Young patient artwork shows creativity and courage

The artist Henri Matisse once said, “creativity takes courage.” So does facing cancer as a child.

Cancer, creativity and courage merged at a recent exhibit of art by patients of Dana-Farber/Boston Children’s Cancer and Blood Disorders Center. The artwork was created during the FACES (Feeling Accepted, Confident, Empowered and Strong) and FLASHES (Filming Life and Sharing Hope, Encouragement and Strength) support groups, which provide Dana-Farber/Boston Children’s patients with socialization, discussion and expression through art.

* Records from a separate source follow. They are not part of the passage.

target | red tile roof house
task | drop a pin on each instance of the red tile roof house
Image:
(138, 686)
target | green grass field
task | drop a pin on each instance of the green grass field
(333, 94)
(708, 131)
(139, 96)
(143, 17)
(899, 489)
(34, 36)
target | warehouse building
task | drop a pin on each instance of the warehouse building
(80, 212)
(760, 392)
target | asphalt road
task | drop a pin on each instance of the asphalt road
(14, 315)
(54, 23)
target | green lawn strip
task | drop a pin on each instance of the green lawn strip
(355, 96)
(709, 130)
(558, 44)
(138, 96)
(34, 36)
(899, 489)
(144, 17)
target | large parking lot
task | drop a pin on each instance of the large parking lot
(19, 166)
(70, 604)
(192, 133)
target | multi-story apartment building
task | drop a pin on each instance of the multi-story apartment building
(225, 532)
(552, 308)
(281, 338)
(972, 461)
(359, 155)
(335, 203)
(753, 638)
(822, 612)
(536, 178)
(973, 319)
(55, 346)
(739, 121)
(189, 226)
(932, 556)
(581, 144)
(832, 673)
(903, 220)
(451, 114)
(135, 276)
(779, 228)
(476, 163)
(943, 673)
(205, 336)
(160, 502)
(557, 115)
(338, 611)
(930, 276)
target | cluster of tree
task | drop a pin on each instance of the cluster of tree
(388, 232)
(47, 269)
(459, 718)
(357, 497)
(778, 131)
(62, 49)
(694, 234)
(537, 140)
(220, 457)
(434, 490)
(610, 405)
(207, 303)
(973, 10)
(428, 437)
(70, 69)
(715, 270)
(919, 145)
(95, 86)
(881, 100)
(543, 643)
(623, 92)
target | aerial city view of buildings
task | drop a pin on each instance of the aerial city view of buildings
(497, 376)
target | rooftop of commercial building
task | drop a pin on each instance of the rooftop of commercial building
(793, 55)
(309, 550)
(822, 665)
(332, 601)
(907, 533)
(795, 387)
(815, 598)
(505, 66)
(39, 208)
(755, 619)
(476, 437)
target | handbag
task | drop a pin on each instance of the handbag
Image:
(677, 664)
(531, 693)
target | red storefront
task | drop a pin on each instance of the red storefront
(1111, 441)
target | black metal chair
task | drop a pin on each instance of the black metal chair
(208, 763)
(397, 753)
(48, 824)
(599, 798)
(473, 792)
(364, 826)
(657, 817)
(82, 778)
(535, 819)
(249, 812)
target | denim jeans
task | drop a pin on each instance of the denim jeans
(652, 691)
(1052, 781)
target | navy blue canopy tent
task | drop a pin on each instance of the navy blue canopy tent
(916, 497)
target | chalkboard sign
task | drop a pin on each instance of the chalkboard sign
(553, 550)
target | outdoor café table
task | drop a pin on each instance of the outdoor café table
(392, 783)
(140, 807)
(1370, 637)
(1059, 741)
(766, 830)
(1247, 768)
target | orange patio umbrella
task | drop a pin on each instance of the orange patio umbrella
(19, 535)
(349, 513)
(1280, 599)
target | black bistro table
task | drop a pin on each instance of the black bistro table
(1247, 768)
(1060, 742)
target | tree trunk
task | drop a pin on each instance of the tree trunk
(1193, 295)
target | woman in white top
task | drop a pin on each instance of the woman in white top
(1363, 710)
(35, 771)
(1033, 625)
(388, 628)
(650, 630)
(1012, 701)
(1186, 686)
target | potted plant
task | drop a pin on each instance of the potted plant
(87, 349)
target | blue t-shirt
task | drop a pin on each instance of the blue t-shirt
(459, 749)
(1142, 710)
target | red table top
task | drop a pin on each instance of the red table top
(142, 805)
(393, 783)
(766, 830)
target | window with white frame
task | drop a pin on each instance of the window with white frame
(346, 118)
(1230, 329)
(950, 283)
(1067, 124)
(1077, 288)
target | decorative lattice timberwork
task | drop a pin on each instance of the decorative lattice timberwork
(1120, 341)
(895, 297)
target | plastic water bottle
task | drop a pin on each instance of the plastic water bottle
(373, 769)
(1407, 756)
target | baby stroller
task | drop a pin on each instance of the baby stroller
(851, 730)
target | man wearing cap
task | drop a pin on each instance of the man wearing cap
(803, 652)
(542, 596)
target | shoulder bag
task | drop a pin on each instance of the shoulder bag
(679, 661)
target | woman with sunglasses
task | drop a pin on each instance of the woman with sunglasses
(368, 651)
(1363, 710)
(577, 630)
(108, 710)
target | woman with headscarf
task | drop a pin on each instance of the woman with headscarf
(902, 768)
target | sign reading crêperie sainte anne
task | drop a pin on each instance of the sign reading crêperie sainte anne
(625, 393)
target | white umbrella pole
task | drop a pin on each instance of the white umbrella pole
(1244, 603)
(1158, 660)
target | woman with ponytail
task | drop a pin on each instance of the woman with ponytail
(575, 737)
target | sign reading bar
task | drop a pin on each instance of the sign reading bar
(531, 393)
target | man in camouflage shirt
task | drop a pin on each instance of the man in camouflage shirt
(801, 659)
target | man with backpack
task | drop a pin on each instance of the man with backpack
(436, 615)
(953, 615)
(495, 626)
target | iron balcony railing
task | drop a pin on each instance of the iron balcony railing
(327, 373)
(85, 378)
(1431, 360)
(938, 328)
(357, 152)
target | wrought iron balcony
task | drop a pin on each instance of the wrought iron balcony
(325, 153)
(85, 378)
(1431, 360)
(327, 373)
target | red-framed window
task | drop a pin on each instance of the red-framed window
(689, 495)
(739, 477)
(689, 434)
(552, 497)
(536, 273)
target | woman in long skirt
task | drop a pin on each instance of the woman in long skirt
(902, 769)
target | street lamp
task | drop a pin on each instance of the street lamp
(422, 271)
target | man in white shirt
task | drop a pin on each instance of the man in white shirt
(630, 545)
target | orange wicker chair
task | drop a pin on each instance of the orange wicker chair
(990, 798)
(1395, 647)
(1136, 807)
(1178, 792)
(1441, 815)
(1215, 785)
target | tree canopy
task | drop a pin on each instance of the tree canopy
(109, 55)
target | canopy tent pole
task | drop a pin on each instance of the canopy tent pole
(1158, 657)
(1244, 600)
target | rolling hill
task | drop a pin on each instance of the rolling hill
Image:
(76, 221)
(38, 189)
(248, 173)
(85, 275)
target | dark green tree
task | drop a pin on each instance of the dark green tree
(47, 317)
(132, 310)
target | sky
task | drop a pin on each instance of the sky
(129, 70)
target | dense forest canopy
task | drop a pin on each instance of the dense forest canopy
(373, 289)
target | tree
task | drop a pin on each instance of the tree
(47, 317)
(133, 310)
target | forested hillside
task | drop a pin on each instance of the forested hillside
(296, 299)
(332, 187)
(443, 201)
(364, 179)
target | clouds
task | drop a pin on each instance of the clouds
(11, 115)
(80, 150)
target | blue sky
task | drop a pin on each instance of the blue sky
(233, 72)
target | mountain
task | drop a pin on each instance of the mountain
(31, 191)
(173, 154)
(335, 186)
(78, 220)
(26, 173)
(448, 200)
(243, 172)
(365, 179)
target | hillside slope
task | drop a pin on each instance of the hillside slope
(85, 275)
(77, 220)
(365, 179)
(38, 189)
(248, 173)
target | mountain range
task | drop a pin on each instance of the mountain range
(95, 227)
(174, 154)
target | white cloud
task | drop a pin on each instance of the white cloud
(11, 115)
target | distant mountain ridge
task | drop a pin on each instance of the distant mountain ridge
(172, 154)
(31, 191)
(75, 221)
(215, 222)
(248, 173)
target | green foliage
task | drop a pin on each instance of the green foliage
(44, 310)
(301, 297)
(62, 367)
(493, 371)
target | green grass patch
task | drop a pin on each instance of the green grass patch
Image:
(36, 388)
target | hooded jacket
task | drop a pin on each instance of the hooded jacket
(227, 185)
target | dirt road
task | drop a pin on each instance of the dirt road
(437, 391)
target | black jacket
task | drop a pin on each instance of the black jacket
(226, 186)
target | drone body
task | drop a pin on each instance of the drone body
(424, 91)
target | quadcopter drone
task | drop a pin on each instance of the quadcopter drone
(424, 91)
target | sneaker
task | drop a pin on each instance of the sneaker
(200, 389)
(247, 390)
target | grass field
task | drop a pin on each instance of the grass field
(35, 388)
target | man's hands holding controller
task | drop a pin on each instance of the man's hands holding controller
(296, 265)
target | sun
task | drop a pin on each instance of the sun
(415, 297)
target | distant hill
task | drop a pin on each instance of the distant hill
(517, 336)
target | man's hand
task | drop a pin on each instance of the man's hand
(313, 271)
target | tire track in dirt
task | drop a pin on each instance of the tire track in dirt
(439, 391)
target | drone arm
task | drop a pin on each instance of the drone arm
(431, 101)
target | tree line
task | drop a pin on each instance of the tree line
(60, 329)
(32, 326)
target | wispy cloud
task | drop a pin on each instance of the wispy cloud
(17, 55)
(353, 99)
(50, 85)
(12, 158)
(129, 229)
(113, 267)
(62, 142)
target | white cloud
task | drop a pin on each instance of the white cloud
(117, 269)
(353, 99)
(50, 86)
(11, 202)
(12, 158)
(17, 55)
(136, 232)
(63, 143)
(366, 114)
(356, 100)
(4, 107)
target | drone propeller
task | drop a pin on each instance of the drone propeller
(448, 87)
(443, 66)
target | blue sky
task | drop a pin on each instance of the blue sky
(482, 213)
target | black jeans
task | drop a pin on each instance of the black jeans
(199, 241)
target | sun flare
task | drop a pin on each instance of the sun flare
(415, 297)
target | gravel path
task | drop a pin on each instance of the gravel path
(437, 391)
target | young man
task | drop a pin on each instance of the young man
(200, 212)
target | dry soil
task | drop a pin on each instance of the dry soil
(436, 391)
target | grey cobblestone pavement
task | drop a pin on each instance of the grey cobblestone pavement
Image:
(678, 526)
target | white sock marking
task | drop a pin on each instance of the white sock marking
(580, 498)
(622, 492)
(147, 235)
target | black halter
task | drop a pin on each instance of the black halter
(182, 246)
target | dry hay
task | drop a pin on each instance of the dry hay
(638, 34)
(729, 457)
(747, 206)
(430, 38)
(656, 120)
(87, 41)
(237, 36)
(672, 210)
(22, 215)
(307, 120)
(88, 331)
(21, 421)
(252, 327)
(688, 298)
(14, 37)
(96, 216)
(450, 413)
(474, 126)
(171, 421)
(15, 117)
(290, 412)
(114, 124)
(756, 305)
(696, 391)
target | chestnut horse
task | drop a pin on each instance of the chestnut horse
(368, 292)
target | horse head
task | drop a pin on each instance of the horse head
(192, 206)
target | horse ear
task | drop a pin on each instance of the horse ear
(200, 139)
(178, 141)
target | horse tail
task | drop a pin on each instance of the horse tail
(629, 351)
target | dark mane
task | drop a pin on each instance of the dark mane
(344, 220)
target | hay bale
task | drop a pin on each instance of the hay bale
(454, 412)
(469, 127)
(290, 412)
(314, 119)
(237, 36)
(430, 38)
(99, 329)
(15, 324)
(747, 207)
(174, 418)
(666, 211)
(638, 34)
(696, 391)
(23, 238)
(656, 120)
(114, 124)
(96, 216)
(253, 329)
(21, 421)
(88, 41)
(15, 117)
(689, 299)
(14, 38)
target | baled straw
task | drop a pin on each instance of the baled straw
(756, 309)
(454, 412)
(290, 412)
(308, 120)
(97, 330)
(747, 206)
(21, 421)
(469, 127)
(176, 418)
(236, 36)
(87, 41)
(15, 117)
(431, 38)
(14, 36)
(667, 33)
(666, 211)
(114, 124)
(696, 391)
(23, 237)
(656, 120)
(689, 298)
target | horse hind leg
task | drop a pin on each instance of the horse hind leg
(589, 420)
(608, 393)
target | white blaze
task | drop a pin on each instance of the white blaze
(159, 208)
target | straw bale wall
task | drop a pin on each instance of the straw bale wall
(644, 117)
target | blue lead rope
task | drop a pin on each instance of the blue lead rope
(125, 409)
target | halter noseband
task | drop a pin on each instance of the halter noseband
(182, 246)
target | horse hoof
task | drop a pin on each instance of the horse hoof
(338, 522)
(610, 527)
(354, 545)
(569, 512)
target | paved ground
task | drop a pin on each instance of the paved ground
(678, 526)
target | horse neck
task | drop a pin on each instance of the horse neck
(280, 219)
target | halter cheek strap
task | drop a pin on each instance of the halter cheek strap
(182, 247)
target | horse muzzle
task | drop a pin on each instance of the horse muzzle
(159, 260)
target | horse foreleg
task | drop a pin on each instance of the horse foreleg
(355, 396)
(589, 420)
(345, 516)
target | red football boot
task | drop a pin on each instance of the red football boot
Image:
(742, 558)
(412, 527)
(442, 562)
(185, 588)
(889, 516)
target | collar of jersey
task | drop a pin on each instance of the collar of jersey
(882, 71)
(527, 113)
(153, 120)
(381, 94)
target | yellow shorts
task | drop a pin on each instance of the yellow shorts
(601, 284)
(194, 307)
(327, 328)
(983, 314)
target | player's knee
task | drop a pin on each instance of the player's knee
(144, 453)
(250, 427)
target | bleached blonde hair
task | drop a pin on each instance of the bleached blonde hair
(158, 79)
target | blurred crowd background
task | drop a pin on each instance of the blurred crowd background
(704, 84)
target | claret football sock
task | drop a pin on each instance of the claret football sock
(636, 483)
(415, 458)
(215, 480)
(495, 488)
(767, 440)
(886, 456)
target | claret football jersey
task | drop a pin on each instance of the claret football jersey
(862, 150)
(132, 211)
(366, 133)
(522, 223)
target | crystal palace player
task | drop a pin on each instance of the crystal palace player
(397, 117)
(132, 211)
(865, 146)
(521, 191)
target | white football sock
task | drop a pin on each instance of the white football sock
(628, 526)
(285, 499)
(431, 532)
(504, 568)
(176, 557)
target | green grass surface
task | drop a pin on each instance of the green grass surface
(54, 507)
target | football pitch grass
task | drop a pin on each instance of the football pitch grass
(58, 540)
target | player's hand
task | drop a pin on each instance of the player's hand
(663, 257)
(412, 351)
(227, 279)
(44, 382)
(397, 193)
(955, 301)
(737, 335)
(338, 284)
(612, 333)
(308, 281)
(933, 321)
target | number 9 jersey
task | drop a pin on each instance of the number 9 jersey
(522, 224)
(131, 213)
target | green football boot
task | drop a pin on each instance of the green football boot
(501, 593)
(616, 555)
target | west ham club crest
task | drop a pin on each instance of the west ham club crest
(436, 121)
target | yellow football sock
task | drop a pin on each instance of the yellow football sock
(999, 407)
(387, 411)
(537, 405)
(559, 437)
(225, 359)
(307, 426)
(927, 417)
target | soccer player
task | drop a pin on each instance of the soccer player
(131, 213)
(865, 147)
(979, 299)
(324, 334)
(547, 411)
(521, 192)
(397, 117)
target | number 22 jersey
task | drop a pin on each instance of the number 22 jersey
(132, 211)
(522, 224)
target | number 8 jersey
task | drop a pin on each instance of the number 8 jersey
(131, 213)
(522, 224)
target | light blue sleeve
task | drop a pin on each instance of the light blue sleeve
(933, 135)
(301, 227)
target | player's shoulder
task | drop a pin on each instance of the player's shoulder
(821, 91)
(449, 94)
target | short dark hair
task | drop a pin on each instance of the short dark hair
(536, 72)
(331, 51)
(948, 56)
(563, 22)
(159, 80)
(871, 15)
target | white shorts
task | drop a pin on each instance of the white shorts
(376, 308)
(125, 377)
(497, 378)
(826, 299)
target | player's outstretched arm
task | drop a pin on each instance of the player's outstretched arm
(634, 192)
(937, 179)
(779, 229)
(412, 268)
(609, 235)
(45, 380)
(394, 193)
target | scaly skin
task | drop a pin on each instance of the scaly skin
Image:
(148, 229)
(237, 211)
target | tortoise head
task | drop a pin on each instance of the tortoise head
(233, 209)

Here is a sampling of the patients’ work and what they say about it:

Cassandra Crowley

Cassandra Crowley, 20
Arlington, Massachusetts
Lymphoma, stem cell transplant
Paintings
“I wanted to take something negative and turn it into something positive. Being able to make something positive and productive helped me get through.”

Ben Hardcastle

Ben Hardcastle, 12
Upton, Massachusetts
Lymphoma, Decorated sneaker
“You look at the shoe, and you want to have it. But cancer is something you don’t want. If you like the shoe, it comes at a price.”


Cassandra Crowley

Chloe McCarthy, 19
Winchester, Massachusetts
Lymphoma, Needlepoint
“You need a hobby when you’re going through chemotherapy because TV only covers so much boredom.”

Nate Cavallo

Nate Cavallo, 14
Lexington, Massachusetts
Sarcoma, Photographs
“These were taken on my Make-A-Wish trip to Moorea in French Polynesia. My goal was to experience a magical underwater world, which I’d often dreamed of seeing. It’s great I was able to capture this once-in-a-lifetime experience.”


Sarah Levin

Sarah Levin, 14
Brookline, Massachusetts
Acute lymphoblastic leukemia, stem cell transplant, Photograph
“Art helps me explore what I can do with different creative media. I’ve always liked art. It’s fun, and it’s cool to create stuff.”

Harry Clark

Harry Clark, 14
Wellesley, Massachusetts
Craniopharyngioma, Glass cheese plate
“I really like cheese, and I love art. I love expressing my feelings. The red could be happier, and the black could be sad or a little less happy.”


Samantha Mennella

Samantha Mennella, 15
Tyngsborough, Massachusetts
Langerhans cell histiocytosis, Photograph
“Photography shows who you are depending on what you take. I’m colorful. I’m very different. I’m very out-of-the-box.”